STAUNTON — Before 2001, the date Sept. 11 held no particular meaning, unless it was your birthday or anniversary.

After 2001, Sept. 11 became another day marked by tragedy in American history.

A theater production at ShenanArts will tell stories of the individuals affected by that day.

“110 Stories” opens Sept. 12.

“The stories are the forefront of the play,” said John Kirby Craft, a 1990 Fort Defiance High graduate who lives in Staunton. “It’s almost hard to call it a play.”

Craft is the production’s director.

Audience members will be introduced to 27 characters portrayed by 14 actors. Each character is based on a real person who was affected by the tragedy of 9/11. Each character speaks to Elizabeth Gilbert, who then relayed the stories to playwright Sarah Tuft.

“[‘110 Stories’ is] not staged in the traditional sense,” Craft said. Actors have minimal costumes in the show, and maybe some will have hand props to help the audience visualize who the character is amidst the tragedy of 9/11, and “the rest of it is all about the story.”

Characters portrayed on stage will represent homeless people, fire and rescue personnel and others who were present during the tragedy.

“I’m hoping that when people leave [the theater], they’re going to remember two things. We need to remember this kind of event in our history,” Craft said. “We can be unified.”

Allison Sprouse of Stuarts Draft is portraying Karen Slade, a mother who dropped her son off at school in New York City on 9/11, then went shopping. She is also portraying Merlin Durham, a canine handler.

In preparing for both roles, Sprouse, a 1989 graduate of Waynesboro High School, said she searched online for as much information as she could find about both individuals. She found that not so easy, despite today’s world of technology.

“It’s difficult because you’re representing a real person, but the audience doesn’t know who they are, either,” said Sprouse.

She said Craft has been good with helping the actors develop each character.

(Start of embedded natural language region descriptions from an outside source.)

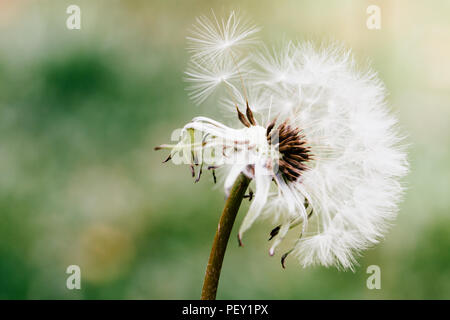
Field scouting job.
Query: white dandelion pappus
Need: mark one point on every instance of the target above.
(213, 37)
(318, 142)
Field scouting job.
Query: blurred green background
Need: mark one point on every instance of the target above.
(80, 113)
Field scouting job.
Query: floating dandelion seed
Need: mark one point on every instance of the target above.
(315, 137)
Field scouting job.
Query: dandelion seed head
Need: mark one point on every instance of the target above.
(313, 131)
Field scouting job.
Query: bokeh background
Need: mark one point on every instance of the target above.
(80, 113)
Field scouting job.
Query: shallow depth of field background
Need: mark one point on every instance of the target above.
(80, 113)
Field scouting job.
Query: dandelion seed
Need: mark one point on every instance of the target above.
(313, 132)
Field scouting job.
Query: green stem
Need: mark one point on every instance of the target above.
(220, 242)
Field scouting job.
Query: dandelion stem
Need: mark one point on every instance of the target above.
(220, 242)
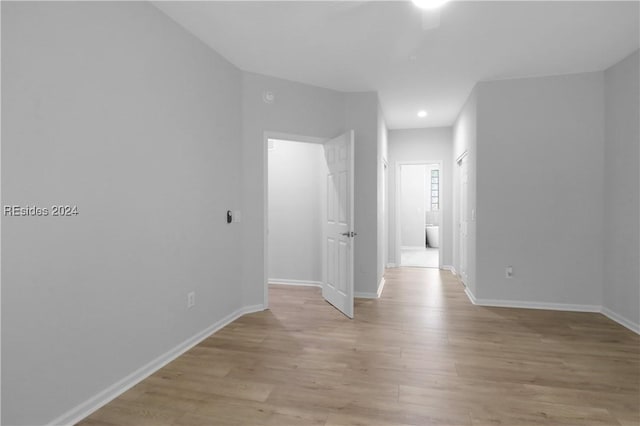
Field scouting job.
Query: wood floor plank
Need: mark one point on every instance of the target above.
(422, 354)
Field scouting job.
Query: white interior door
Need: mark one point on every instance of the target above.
(464, 217)
(337, 287)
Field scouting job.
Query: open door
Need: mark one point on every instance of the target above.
(337, 286)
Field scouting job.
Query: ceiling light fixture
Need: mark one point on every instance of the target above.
(429, 4)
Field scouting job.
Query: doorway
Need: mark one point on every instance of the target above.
(419, 214)
(308, 214)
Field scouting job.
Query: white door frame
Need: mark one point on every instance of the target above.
(265, 197)
(462, 272)
(398, 200)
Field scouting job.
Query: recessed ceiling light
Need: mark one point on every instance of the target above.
(429, 4)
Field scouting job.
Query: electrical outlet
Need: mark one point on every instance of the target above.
(508, 272)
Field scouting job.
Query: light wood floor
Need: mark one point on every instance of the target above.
(420, 355)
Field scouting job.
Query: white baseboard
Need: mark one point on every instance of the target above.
(295, 282)
(450, 268)
(530, 305)
(83, 410)
(635, 327)
(365, 295)
(555, 307)
(376, 295)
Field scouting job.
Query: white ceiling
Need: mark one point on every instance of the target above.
(380, 45)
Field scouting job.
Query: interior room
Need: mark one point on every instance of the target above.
(420, 215)
(203, 213)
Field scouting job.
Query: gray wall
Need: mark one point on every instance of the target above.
(621, 291)
(383, 201)
(297, 176)
(432, 144)
(115, 108)
(540, 189)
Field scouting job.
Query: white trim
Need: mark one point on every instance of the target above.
(381, 286)
(411, 247)
(635, 327)
(530, 305)
(450, 268)
(365, 295)
(302, 283)
(555, 307)
(84, 409)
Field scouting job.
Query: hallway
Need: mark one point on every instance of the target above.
(421, 354)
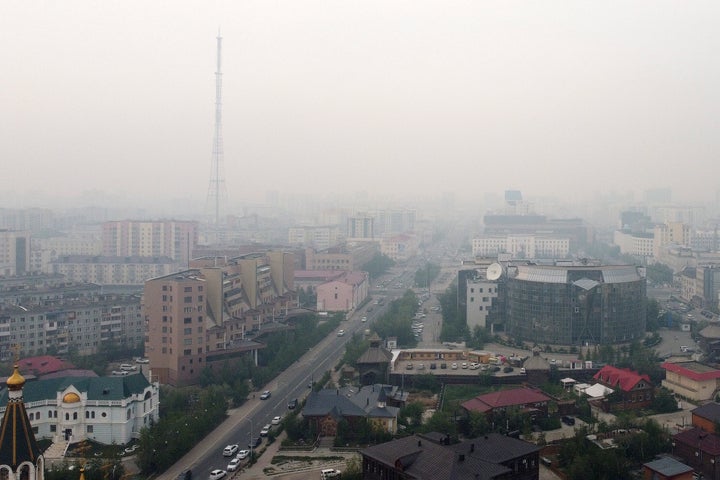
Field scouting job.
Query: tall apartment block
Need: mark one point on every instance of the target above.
(14, 252)
(211, 313)
(127, 238)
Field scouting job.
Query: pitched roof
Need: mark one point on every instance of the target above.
(97, 388)
(368, 401)
(624, 378)
(505, 398)
(44, 364)
(709, 411)
(479, 458)
(699, 439)
(667, 466)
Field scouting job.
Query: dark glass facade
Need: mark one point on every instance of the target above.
(576, 305)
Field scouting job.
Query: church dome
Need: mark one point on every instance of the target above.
(71, 397)
(15, 381)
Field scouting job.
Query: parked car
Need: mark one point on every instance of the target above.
(234, 464)
(217, 474)
(230, 450)
(567, 420)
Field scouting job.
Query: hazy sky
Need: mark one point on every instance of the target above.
(341, 96)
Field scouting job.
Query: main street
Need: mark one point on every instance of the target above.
(290, 384)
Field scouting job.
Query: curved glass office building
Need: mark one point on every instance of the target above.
(576, 305)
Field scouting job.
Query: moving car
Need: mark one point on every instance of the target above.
(217, 474)
(230, 450)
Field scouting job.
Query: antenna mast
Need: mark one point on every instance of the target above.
(217, 190)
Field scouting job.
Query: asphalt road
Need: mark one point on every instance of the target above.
(292, 383)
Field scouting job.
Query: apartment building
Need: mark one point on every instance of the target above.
(350, 256)
(522, 246)
(14, 252)
(129, 238)
(210, 314)
(319, 237)
(84, 324)
(113, 270)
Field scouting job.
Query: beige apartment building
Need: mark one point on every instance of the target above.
(171, 238)
(211, 313)
(14, 252)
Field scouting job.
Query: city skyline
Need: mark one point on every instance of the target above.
(386, 100)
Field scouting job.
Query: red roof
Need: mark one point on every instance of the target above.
(691, 374)
(505, 398)
(624, 378)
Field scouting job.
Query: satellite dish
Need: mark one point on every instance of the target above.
(494, 271)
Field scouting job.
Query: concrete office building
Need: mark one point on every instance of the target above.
(575, 304)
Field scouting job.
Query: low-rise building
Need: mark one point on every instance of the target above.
(492, 456)
(344, 293)
(525, 399)
(632, 390)
(378, 404)
(108, 410)
(692, 380)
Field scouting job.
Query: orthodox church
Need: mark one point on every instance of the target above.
(20, 457)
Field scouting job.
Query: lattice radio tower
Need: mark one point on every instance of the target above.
(216, 190)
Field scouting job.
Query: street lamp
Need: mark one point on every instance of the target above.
(251, 438)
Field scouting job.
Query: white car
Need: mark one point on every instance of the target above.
(230, 450)
(217, 474)
(234, 464)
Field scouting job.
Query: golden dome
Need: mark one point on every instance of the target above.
(71, 397)
(15, 381)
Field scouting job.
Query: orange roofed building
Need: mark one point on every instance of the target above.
(632, 390)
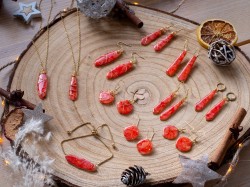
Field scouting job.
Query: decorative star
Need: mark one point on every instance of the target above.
(27, 12)
(37, 113)
(195, 172)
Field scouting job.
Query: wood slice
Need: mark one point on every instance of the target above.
(100, 37)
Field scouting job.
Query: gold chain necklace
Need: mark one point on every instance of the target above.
(73, 90)
(42, 82)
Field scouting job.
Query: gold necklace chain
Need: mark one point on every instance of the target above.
(44, 64)
(76, 64)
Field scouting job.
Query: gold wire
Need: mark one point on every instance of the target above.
(76, 64)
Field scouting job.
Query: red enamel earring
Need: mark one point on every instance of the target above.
(213, 112)
(131, 132)
(184, 144)
(108, 97)
(208, 98)
(162, 43)
(153, 36)
(171, 132)
(145, 146)
(122, 68)
(187, 69)
(110, 57)
(163, 104)
(169, 112)
(175, 65)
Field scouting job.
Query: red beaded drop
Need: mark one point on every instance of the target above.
(145, 146)
(184, 144)
(170, 132)
(106, 97)
(124, 107)
(81, 163)
(131, 132)
(42, 84)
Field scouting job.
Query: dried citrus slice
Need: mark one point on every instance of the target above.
(213, 30)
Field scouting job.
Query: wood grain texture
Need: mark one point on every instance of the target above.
(149, 74)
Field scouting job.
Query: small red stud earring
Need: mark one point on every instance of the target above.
(145, 146)
(213, 112)
(169, 112)
(208, 98)
(171, 132)
(123, 68)
(110, 57)
(163, 104)
(162, 43)
(131, 132)
(153, 36)
(175, 65)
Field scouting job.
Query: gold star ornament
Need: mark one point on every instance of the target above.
(27, 12)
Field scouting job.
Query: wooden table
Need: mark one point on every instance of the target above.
(14, 37)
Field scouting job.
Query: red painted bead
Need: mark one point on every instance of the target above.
(204, 102)
(42, 84)
(174, 67)
(170, 132)
(145, 146)
(187, 69)
(107, 58)
(151, 37)
(81, 163)
(124, 107)
(161, 44)
(131, 132)
(163, 104)
(120, 70)
(184, 144)
(73, 89)
(215, 110)
(106, 97)
(168, 113)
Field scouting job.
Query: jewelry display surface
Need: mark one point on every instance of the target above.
(149, 74)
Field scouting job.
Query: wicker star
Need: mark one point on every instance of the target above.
(27, 12)
(37, 114)
(195, 172)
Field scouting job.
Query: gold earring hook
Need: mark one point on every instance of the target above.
(220, 87)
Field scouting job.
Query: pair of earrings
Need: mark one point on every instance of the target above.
(155, 35)
(82, 163)
(183, 143)
(144, 146)
(182, 77)
(110, 57)
(171, 110)
(214, 111)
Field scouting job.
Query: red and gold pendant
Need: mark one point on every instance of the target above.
(73, 89)
(42, 84)
(81, 163)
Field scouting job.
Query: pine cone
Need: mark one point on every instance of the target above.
(133, 176)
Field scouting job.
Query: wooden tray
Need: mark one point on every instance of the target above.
(99, 37)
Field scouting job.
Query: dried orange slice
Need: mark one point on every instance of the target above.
(213, 30)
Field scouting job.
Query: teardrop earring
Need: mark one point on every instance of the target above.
(163, 104)
(213, 112)
(208, 98)
(82, 163)
(171, 132)
(145, 146)
(176, 64)
(110, 57)
(153, 36)
(123, 68)
(131, 132)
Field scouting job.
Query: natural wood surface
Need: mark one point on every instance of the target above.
(15, 36)
(149, 74)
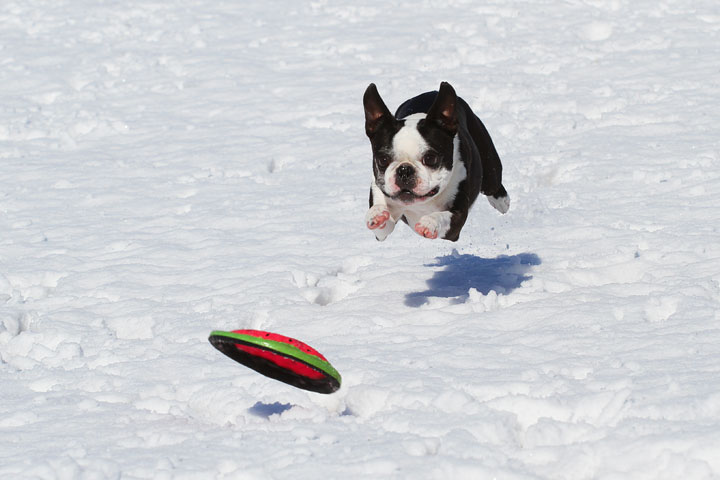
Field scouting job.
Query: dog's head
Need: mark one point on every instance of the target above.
(413, 156)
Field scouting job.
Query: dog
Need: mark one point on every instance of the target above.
(431, 160)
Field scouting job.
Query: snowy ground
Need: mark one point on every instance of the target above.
(170, 168)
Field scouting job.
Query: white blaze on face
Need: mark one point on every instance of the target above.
(408, 148)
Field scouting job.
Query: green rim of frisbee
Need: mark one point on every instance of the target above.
(283, 348)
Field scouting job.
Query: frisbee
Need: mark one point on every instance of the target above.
(279, 357)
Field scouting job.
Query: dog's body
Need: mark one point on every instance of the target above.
(430, 162)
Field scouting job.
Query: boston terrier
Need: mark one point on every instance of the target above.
(430, 162)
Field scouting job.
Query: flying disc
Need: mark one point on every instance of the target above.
(279, 357)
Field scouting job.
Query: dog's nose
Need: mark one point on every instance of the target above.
(405, 176)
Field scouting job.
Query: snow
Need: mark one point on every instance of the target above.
(171, 168)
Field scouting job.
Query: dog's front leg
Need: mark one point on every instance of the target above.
(378, 218)
(445, 224)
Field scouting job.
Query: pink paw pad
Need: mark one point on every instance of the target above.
(425, 231)
(378, 221)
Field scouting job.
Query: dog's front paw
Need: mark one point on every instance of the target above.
(377, 217)
(379, 221)
(433, 225)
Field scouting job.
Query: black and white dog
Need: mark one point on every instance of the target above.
(430, 160)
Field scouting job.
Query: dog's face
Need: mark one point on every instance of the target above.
(412, 157)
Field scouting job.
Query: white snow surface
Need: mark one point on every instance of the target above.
(171, 168)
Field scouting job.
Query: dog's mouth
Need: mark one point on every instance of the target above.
(408, 196)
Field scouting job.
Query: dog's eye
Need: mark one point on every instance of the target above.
(382, 160)
(431, 159)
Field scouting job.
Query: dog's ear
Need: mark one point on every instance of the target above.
(442, 110)
(375, 110)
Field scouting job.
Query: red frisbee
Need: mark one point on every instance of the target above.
(279, 357)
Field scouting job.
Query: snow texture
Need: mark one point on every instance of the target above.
(170, 168)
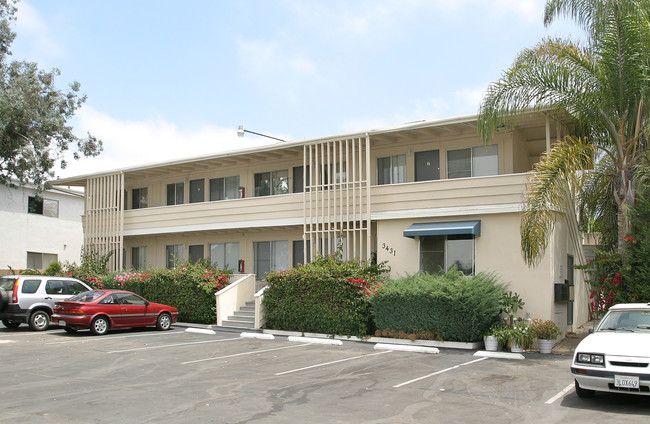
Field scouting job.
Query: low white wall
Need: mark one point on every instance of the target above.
(235, 295)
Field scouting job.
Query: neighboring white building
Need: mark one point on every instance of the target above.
(36, 232)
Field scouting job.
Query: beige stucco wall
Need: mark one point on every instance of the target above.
(497, 250)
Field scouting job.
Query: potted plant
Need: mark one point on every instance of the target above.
(519, 337)
(494, 337)
(546, 332)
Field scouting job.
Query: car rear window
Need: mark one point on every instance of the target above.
(7, 283)
(88, 296)
(29, 286)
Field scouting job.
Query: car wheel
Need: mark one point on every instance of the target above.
(584, 393)
(164, 321)
(4, 299)
(39, 321)
(10, 324)
(99, 326)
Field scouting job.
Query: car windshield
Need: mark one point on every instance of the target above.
(7, 283)
(626, 320)
(87, 296)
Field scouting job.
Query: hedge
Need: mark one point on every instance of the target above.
(327, 296)
(450, 305)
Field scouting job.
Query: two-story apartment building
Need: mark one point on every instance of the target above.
(38, 229)
(423, 196)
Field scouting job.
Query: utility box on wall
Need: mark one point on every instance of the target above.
(564, 292)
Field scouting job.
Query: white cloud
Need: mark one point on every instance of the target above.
(132, 143)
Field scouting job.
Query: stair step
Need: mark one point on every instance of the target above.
(241, 318)
(238, 324)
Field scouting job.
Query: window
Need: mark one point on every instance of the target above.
(175, 194)
(298, 182)
(38, 260)
(225, 255)
(270, 255)
(197, 189)
(475, 162)
(391, 170)
(139, 257)
(140, 198)
(299, 253)
(271, 183)
(442, 252)
(427, 165)
(224, 188)
(173, 254)
(45, 207)
(196, 253)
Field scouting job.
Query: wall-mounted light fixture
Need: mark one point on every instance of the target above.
(241, 131)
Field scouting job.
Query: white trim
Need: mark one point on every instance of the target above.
(279, 222)
(449, 211)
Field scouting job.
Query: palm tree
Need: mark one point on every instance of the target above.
(603, 84)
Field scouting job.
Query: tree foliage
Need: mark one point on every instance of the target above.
(34, 114)
(603, 84)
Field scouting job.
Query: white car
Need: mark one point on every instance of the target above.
(616, 356)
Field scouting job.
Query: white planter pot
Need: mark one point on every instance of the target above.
(545, 346)
(491, 343)
(515, 348)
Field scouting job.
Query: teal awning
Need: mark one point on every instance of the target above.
(443, 228)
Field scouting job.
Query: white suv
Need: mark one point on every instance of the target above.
(30, 298)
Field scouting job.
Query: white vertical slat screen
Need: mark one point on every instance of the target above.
(104, 218)
(337, 197)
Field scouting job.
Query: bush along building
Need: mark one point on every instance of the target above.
(421, 196)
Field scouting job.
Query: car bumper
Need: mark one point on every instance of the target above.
(72, 320)
(602, 380)
(13, 313)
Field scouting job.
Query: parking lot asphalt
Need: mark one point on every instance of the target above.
(143, 376)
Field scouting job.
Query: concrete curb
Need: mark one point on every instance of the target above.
(315, 340)
(257, 336)
(417, 349)
(499, 355)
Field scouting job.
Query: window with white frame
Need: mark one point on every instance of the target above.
(473, 162)
(391, 170)
(440, 253)
(140, 198)
(139, 257)
(174, 254)
(175, 193)
(39, 260)
(225, 255)
(197, 191)
(224, 188)
(40, 206)
(270, 256)
(272, 183)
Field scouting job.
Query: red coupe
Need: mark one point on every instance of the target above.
(101, 310)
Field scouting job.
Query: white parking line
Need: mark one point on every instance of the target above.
(96, 338)
(244, 353)
(439, 372)
(561, 394)
(171, 345)
(332, 362)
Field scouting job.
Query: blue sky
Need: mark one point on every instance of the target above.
(169, 79)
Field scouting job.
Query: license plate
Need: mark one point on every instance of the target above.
(626, 381)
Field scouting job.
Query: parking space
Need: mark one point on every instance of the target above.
(177, 376)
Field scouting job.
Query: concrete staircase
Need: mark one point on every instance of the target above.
(243, 319)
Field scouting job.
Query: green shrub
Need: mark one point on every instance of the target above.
(325, 296)
(451, 305)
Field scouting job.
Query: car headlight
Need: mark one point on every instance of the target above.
(590, 358)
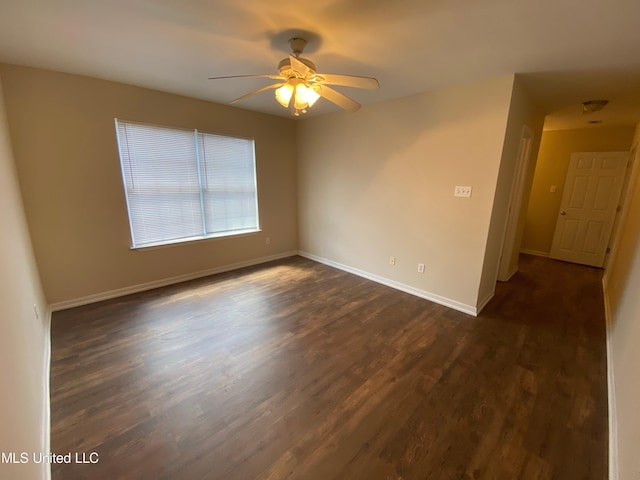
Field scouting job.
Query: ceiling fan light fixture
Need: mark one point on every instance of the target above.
(305, 96)
(283, 94)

Sprouse did find a photo of the son Karen searches for after she finishes shopping and starts hearing about what happened to the Twin Towers. She also found YouTube videos of interviews of Karen — but they were not about her 9/11 experience, but about her experience as a screenwriter.

Sprouse said she hopes people will come see the show and will not be dissuaded by the subject matter.

“I think it’s an important story,” Sprouse said. She hopes audience members will step out of their comfort zone and give the show a chance.

On Wednesday, local police, dispatch, rescue and fire personnel are invited for a free performance at 7 p.m. Tickets are available by calling (540) 712-0001 or calling the ShenanArts box office.

The performance is a “reminder that they’re not forgotten,” according to Craft, who is a 25-year law enforcement official.

From Sept. 12 to Sept. 14, performances will be at 7 p.m., and another is at 3 p.m. Sept. 15. Tickets are $14 for adults, $12 for seniors or college students and $8 for children younger than 18.